Alice tinha um passarinho, um canário meio sem graça que caiu em seu jardim. Alice cuidou do canário desde o dia em que o viu, todo pequenino, sem saber voar ou emitir algum ruído que pudesse resultar em algum pedido de ajuda. Cuidou dando-lhe o que comer e cuidando de seus machucados e sempre alertou o pequeno para não voar muito longe, principalmente para não adentrar na casa da vizinha. “Pequenino, pequenino, não vás tão longe e retorne a casa antes do entardecer. Lembra-te também de ficar longe da casa da vizinha, sabes que ela tem uma gata que pode ferir-te”. O canarinho sempre prestava atenção aos cuidados de Alice e seguia seu voo diário, retornando sempre às 17h.

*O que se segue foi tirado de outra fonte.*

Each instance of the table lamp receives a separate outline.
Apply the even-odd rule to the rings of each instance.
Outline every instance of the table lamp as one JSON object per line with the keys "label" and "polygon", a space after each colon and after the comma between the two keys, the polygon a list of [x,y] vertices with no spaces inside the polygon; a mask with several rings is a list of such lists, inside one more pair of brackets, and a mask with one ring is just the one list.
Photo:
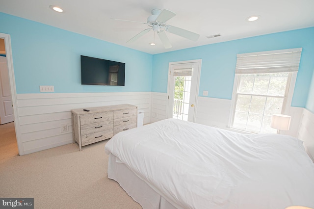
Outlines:
{"label": "table lamp", "polygon": [[278,130],[287,131],[290,128],[290,115],[274,114],[271,116],[270,127]]}

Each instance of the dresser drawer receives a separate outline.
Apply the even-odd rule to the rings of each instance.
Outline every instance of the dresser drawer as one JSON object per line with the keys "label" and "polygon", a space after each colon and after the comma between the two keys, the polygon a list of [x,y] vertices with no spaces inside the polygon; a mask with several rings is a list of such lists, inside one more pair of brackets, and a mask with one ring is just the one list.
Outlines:
{"label": "dresser drawer", "polygon": [[131,117],[114,119],[113,121],[114,128],[122,126],[127,126],[132,123],[136,123],[136,116],[134,115]]}
{"label": "dresser drawer", "polygon": [[112,111],[87,114],[80,116],[80,125],[82,126],[93,123],[98,123],[101,121],[112,120],[113,119],[113,112]]}
{"label": "dresser drawer", "polygon": [[123,126],[120,127],[115,128],[114,131],[114,135],[116,134],[121,131],[124,131],[129,130],[129,129],[133,129],[134,128],[136,128],[136,124],[134,123],[132,124],[129,124],[127,126]]}
{"label": "dresser drawer", "polygon": [[113,118],[125,118],[137,114],[137,108],[132,108],[125,109],[121,110],[115,111],[113,113]]}
{"label": "dresser drawer", "polygon": [[113,120],[102,121],[81,126],[80,134],[87,135],[112,129],[113,129]]}
{"label": "dresser drawer", "polygon": [[97,133],[82,135],[81,146],[107,139],[113,136],[113,129],[103,131]]}

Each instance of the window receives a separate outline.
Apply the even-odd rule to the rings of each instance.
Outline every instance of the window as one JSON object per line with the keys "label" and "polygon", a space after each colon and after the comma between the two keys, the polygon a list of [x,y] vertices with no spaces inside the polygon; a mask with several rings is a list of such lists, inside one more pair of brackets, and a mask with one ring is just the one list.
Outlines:
{"label": "window", "polygon": [[[289,106],[302,49],[237,55],[231,127],[252,132],[276,133],[271,115]],[[293,78],[293,79],[292,79]],[[291,82],[293,83],[291,83]]]}

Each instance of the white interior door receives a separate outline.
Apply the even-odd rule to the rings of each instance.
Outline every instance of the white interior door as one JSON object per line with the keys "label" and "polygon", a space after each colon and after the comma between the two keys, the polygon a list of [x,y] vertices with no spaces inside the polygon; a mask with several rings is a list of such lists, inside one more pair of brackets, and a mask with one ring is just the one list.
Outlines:
{"label": "white interior door", "polygon": [[201,61],[169,64],[168,118],[194,122]]}
{"label": "white interior door", "polygon": [[6,57],[0,56],[0,124],[13,121],[13,109]]}

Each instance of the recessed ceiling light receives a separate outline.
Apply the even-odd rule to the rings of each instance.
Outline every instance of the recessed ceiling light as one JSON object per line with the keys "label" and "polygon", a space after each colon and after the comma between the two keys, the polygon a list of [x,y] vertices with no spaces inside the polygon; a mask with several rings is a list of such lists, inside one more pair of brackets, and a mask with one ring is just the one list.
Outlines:
{"label": "recessed ceiling light", "polygon": [[50,7],[51,9],[52,9],[56,12],[62,12],[63,11],[63,10],[60,8],[59,6],[55,6],[54,5],[51,5],[50,6],[49,6],[49,7]]}
{"label": "recessed ceiling light", "polygon": [[249,22],[253,22],[253,21],[257,21],[260,17],[261,16],[259,15],[253,15],[252,16],[250,16],[246,18],[246,20]]}

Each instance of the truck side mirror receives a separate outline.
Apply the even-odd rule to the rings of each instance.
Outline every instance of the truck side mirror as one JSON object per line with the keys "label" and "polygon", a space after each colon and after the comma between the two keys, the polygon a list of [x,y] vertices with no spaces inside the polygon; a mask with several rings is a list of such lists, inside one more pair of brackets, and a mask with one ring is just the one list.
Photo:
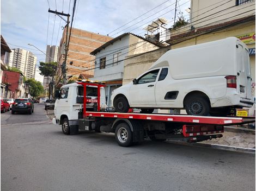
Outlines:
{"label": "truck side mirror", "polygon": [[132,80],[132,82],[133,82],[133,84],[138,84],[138,81],[137,81],[137,79],[136,78],[133,79],[133,80]]}
{"label": "truck side mirror", "polygon": [[59,90],[56,90],[55,92],[55,98],[59,99],[60,94],[59,93]]}

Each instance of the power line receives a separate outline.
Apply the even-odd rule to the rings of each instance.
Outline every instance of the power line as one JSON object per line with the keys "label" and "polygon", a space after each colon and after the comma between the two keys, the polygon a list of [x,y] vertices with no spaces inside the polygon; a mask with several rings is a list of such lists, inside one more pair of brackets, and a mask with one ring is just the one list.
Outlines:
{"label": "power line", "polygon": [[[251,6],[251,5],[250,5],[250,6]],[[245,7],[245,8],[246,8],[246,7]],[[242,8],[242,9],[243,9],[243,8]],[[250,11],[253,11],[254,10],[254,9],[252,9],[252,10],[249,10],[249,11],[246,11],[246,12],[242,12],[242,13],[241,13],[241,14],[238,14],[238,15],[235,15],[235,16],[231,16],[231,17],[228,17],[228,18],[225,18],[225,19],[223,19],[223,20],[221,20],[215,21],[215,22],[212,22],[212,23],[209,23],[209,24],[212,24],[212,23],[216,23],[216,22],[220,22],[220,21],[223,21],[223,20],[228,20],[229,18],[234,18],[234,17],[237,16],[240,16],[240,15],[242,15],[242,14],[243,14],[247,13],[247,12],[250,12]],[[251,14],[251,15],[253,15],[254,14],[253,13],[253,14]],[[234,24],[234,25],[236,25],[236,23],[234,23],[233,24]],[[207,26],[207,25],[208,25],[208,24],[206,24],[206,26]],[[230,26],[232,26],[232,25],[230,25]],[[211,32],[212,32],[212,31],[214,31],[215,30],[221,30],[221,29],[222,29],[222,28],[225,28],[225,27],[226,27],[226,26],[223,26],[223,27],[221,27],[221,28],[217,28],[217,29],[212,29],[212,30],[210,30],[210,31],[208,31],[208,32],[206,32],[206,33],[205,33],[200,34],[200,35],[197,36],[197,36],[200,36],[200,35],[203,35],[208,34],[208,33],[211,33]],[[184,33],[182,32],[182,33]],[[193,38],[193,37],[191,37],[191,38]],[[179,42],[178,43],[181,43],[181,42],[183,42],[183,41],[187,41],[187,40],[189,40],[189,39],[185,39],[185,40],[184,40],[182,41]],[[167,47],[164,47],[164,48],[167,48]],[[162,49],[162,48],[159,48],[159,49]],[[135,49],[136,49],[136,48],[135,48]],[[134,50],[134,49],[133,49],[133,50]],[[147,52],[144,53],[142,53],[142,54],[139,54],[139,55],[135,55],[135,56],[139,56],[139,55],[142,55],[142,54],[144,54],[144,53],[147,53]],[[133,58],[133,57],[136,57],[136,56],[132,56],[132,57],[131,57],[131,58],[125,59],[123,59],[123,60],[121,60],[118,61],[117,62],[120,62],[120,61],[124,61],[124,60],[127,60],[127,59],[131,59],[131,58]],[[108,60],[108,61],[109,61],[109,60],[112,60],[112,59],[109,59],[109,60]],[[107,61],[107,60],[106,60],[106,61]],[[112,65],[112,64],[113,64],[113,63],[114,63],[114,62],[109,63],[109,64],[108,64],[108,65],[106,65],[106,66],[108,66],[108,65]],[[83,71],[83,72],[86,72],[87,71],[88,71],[88,70],[91,70],[91,69],[97,68],[99,68],[100,67],[94,67],[94,68],[93,68],[89,69],[88,69],[88,70],[86,70],[86,71]],[[110,67],[111,67],[111,66],[110,66]],[[78,72],[78,73],[77,73],[73,74],[73,75],[75,75],[75,74],[77,74],[80,73],[81,73],[81,72]]]}
{"label": "power line", "polygon": [[[227,3],[228,3],[228,2],[229,2],[231,1],[233,1],[233,0],[229,0],[228,2],[225,2],[225,3],[224,3],[222,4],[221,4],[221,5],[220,5],[217,7],[215,7],[215,8],[214,8],[210,9],[210,10],[214,10],[214,9],[216,9],[216,8],[218,8],[218,7],[221,6],[221,5],[224,5],[224,4]],[[208,6],[208,7],[209,7],[209,6]],[[208,7],[206,7],[206,8],[208,8]],[[232,7],[234,7],[234,6],[231,7],[229,7],[228,8],[227,8],[227,9],[229,9],[229,8],[232,8]],[[222,10],[222,11],[224,10],[225,10],[225,9]],[[200,15],[203,15],[203,14],[205,14],[205,13],[206,13],[206,12],[208,12],[209,11],[210,11],[210,10],[208,10],[208,11],[205,11],[205,12],[203,12],[203,13],[201,14],[198,15],[197,15],[196,16],[194,17],[193,18],[196,18],[196,17],[198,17],[199,16],[200,16]],[[192,18],[191,18],[190,20],[192,20]],[[188,20],[188,21],[189,21],[189,20]],[[197,21],[198,21],[198,20],[197,20]],[[195,22],[195,21],[194,21],[194,22]],[[191,23],[191,23],[190,24],[191,24]],[[197,24],[198,24],[198,23],[197,23]],[[144,25],[144,24],[143,24],[143,25]],[[161,36],[161,37],[162,37],[162,36]],[[134,43],[134,44],[131,44],[131,45],[133,46],[133,45],[137,44],[137,43]],[[127,48],[129,48],[129,47],[127,47]],[[122,48],[122,47],[121,47],[121,48]],[[113,53],[114,53],[114,52],[113,52]],[[81,59],[82,60],[82,59],[86,59],[86,58],[89,58],[89,56],[87,56],[87,57],[86,57],[86,58],[82,58],[82,59]],[[92,60],[92,61],[94,61],[94,60],[95,60],[95,59],[94,59],[94,60]],[[87,63],[88,63],[88,62],[87,62]],[[81,64],[81,65],[78,65],[78,66],[80,66],[82,65],[83,65],[83,64]]]}
{"label": "power line", "polygon": [[51,46],[52,45],[52,40],[53,39],[53,35],[54,34],[54,27],[55,27],[55,20],[56,19],[56,14],[54,14],[54,21],[53,23],[53,29],[52,30],[52,41],[51,41]]}

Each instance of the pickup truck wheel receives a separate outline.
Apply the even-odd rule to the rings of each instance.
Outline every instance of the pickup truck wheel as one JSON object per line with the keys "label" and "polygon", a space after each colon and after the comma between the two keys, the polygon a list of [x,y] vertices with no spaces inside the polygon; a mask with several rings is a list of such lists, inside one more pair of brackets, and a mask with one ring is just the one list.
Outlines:
{"label": "pickup truck wheel", "polygon": [[208,100],[201,96],[193,95],[185,100],[187,113],[193,116],[208,116],[209,114],[210,104]]}
{"label": "pickup truck wheel", "polygon": [[115,138],[120,146],[129,147],[132,144],[132,132],[127,123],[121,123],[117,125]]}
{"label": "pickup truck wheel", "polygon": [[69,120],[64,118],[62,125],[62,132],[65,135],[70,135],[70,128],[69,127]]}
{"label": "pickup truck wheel", "polygon": [[141,113],[152,113],[154,110],[154,109],[141,109]]}
{"label": "pickup truck wheel", "polygon": [[115,111],[119,113],[127,113],[130,109],[128,101],[124,97],[119,97],[115,99],[113,105]]}

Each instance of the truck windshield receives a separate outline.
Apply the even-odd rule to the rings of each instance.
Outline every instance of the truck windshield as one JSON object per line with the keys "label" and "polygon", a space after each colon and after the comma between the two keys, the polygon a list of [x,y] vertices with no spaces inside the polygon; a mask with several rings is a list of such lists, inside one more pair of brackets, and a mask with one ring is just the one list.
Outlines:
{"label": "truck windshield", "polygon": [[[83,87],[78,86],[77,96],[83,96]],[[97,96],[97,90],[96,87],[87,87],[86,96]]]}

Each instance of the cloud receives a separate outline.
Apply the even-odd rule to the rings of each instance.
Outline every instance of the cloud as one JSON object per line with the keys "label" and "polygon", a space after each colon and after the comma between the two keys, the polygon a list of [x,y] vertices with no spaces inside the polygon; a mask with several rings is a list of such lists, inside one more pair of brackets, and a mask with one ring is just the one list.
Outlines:
{"label": "cloud", "polygon": [[[48,1],[51,9],[56,10],[55,1]],[[78,7],[75,14],[74,27],[106,35],[164,1],[166,1],[77,0]],[[181,5],[187,1],[180,0],[179,4]],[[57,0],[56,2],[57,9],[61,12],[62,1]],[[175,0],[170,0],[164,3],[122,28],[112,33],[109,34],[110,36],[117,36],[136,28],[138,29],[132,31],[132,33],[143,34],[145,33],[142,29],[144,27],[150,24],[154,19],[166,12],[161,17],[171,21],[174,17],[174,11],[170,10],[175,8],[173,4],[175,2]],[[64,1],[64,12],[69,12],[69,0]],[[71,2],[70,13],[72,14],[73,1],[71,1]],[[55,45],[56,41],[57,45],[59,45],[63,33],[63,30],[59,27],[60,18],[58,16],[56,17],[53,33],[54,15],[53,14],[49,15],[48,12],[49,6],[47,0],[8,0],[2,1],[1,3],[1,34],[7,42],[32,48],[32,47],[27,45],[30,43],[45,51],[46,42],[48,42],[48,44],[51,43],[53,37],[52,45]],[[172,6],[167,8],[172,4]],[[188,2],[180,6],[180,9],[182,11],[190,5],[190,3]],[[164,9],[160,11],[163,9]],[[148,17],[149,18],[146,18]],[[145,20],[137,23],[143,19]],[[168,24],[168,27],[170,27],[172,22]],[[62,21],[62,26],[64,25],[64,22]],[[132,27],[123,30],[129,26]],[[57,39],[59,30],[59,34]],[[118,32],[119,33],[116,34]],[[14,46],[10,47],[11,48],[17,48]],[[38,54],[40,53],[38,51],[32,52]],[[43,61],[45,59],[45,55],[38,55],[38,60]]]}

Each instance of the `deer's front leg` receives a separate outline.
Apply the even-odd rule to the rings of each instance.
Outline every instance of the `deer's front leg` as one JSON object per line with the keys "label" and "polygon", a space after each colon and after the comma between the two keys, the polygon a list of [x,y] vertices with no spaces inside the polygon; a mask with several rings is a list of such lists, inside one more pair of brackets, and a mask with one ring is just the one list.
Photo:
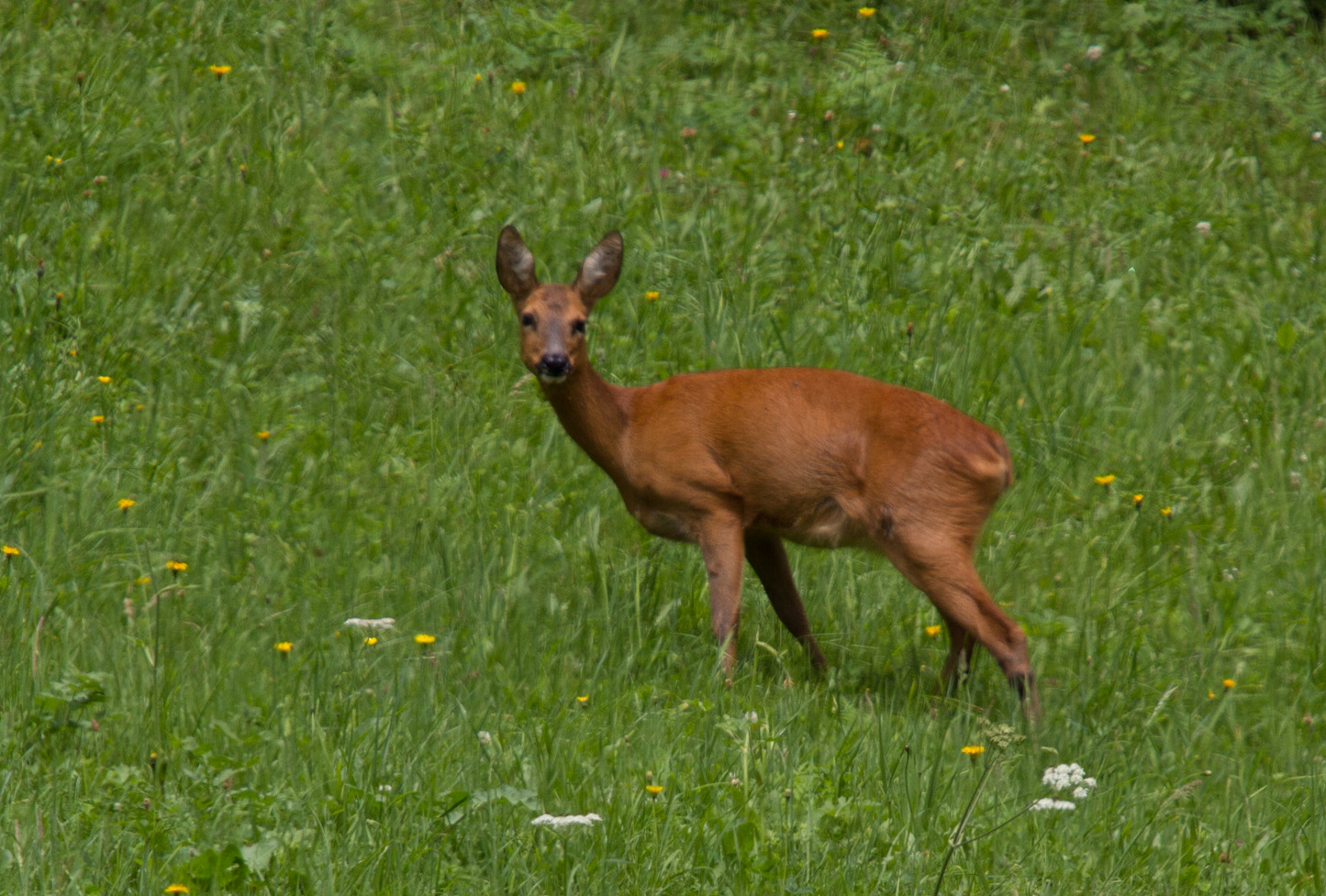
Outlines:
{"label": "deer's front leg", "polygon": [[711,517],[699,526],[700,553],[709,577],[709,615],[713,636],[723,649],[723,667],[732,672],[737,661],[737,623],[741,616],[741,521]]}

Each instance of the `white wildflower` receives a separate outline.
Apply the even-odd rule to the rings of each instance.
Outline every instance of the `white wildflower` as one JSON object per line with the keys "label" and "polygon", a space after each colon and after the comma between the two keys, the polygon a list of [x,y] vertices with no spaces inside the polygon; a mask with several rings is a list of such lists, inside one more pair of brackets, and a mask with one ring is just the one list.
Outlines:
{"label": "white wildflower", "polygon": [[[1070,762],[1046,769],[1045,774],[1041,775],[1041,783],[1050,790],[1067,790],[1069,787],[1091,790],[1095,786],[1095,778],[1087,778],[1082,766],[1077,762]],[[1073,795],[1077,797],[1079,794],[1074,793]]]}
{"label": "white wildflower", "polygon": [[538,818],[530,822],[534,827],[550,827],[554,831],[561,831],[568,827],[591,827],[594,822],[602,822],[598,814],[590,812],[589,815],[549,815],[544,812]]}
{"label": "white wildflower", "polygon": [[391,631],[391,627],[396,624],[396,620],[391,616],[383,616],[382,619],[359,619],[354,616],[346,619],[345,624],[347,628],[362,628],[363,631]]}

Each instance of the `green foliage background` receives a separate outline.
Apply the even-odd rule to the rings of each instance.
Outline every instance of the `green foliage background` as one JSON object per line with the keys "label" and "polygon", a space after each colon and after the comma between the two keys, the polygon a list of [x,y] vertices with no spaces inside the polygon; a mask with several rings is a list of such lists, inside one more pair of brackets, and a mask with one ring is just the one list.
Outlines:
{"label": "green foliage background", "polygon": [[[0,87],[7,892],[1323,891],[1297,5],[7,4]],[[725,688],[693,549],[522,380],[508,221],[552,280],[625,232],[615,382],[843,367],[1004,432],[1044,724],[991,741],[993,664],[943,696],[847,551],[793,557],[827,679],[749,578]]]}

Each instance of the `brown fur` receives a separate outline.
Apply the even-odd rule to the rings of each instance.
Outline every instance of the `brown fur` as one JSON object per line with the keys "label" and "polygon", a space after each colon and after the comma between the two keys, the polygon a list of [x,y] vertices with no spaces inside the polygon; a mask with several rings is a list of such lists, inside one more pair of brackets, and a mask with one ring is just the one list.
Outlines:
{"label": "brown fur", "polygon": [[[812,367],[679,374],[619,387],[590,366],[583,321],[617,282],[622,239],[609,233],[575,282],[542,285],[514,228],[497,276],[521,323],[521,361],[575,443],[613,478],[648,532],[693,542],[709,578],[713,634],[736,661],[741,561],[817,668],[782,539],[883,553],[948,626],[944,677],[983,644],[1037,710],[1022,630],[972,565],[981,526],[1012,484],[997,432],[923,392]],[[579,329],[577,330],[577,322]],[[548,366],[565,375],[549,376]]]}

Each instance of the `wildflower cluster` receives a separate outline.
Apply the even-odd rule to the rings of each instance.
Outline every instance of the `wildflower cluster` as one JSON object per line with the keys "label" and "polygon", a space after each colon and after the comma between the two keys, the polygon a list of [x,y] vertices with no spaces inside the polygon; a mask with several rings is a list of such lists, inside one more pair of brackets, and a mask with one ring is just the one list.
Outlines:
{"label": "wildflower cluster", "polygon": [[[1095,787],[1095,778],[1086,777],[1086,771],[1077,762],[1069,762],[1065,765],[1050,766],[1041,775],[1041,783],[1044,783],[1050,790],[1059,793],[1073,789],[1073,799],[1086,799],[1091,795],[1091,789]],[[1044,797],[1032,803],[1028,809],[1033,812],[1038,811],[1071,811],[1077,809],[1077,803],[1069,799],[1054,799],[1053,797]]]}
{"label": "wildflower cluster", "polygon": [[549,815],[544,812],[538,818],[530,822],[534,827],[550,827],[554,831],[562,831],[568,827],[593,827],[594,822],[602,822],[603,819],[597,812],[590,812],[589,815]]}

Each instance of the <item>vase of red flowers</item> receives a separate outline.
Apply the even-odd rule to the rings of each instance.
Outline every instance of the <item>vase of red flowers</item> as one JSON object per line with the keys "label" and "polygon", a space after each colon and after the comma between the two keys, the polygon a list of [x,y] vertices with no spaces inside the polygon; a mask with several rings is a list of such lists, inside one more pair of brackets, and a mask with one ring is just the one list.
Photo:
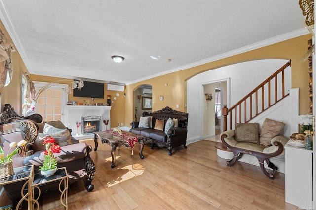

Um certo dia o pequenino, voando arredores, percebeu que a casa da vizinha apresentava árvores com frutos e flores que ele não conhecia, quais despertaram sua curiosidade. Eram muito mais formosos e saborosos que os de sua casa. Enquanto as frutas, frutos e flores de Alice apresentavam-se um pouco sem vida e sem graça, os da vizinha eram bonitos e atraentes. A vizinha também tinha um lindo jardim e uma casa extremamente confortável, ao contrário de Alice que não oferecia muito além do que um jardim e uma janela aberta. Lembrando dos conselhos de sua amiga, pensou “ela não manda em mim, não tem o direito de dizer como e o quê devo fazer!” Tendo isso, resolveu adentrar e cantarolar, a fim de dizer à vizinha o quão mais interessante estava tudo aquilo ao seu redor, dizendo que trocaria o jardim sem graça de sua atual dona pelo colorido e belo jardim que estava diante de seus olhos. Ah, mas não foi necessário muito a ela para que pudesse se apaixonar, o canto era lindo e o canarinho tão simpático! “Mas olha só, você quer ficar aqui? Seja muito bem vindo, meu pequeno! Isto tudo agora será seu!” O canarinho não hesitou em trocar aquilo que tinha pela novidade, nem questionou se Alice ficaria chateada, pensou que talvez pudesse conciliar as duas casas, as duas vidas “Alice nem sentirá falta, nem ficará sabendo!” Porém, Alice percebeu sua ausência e o viu todo feliz na casa ao lado.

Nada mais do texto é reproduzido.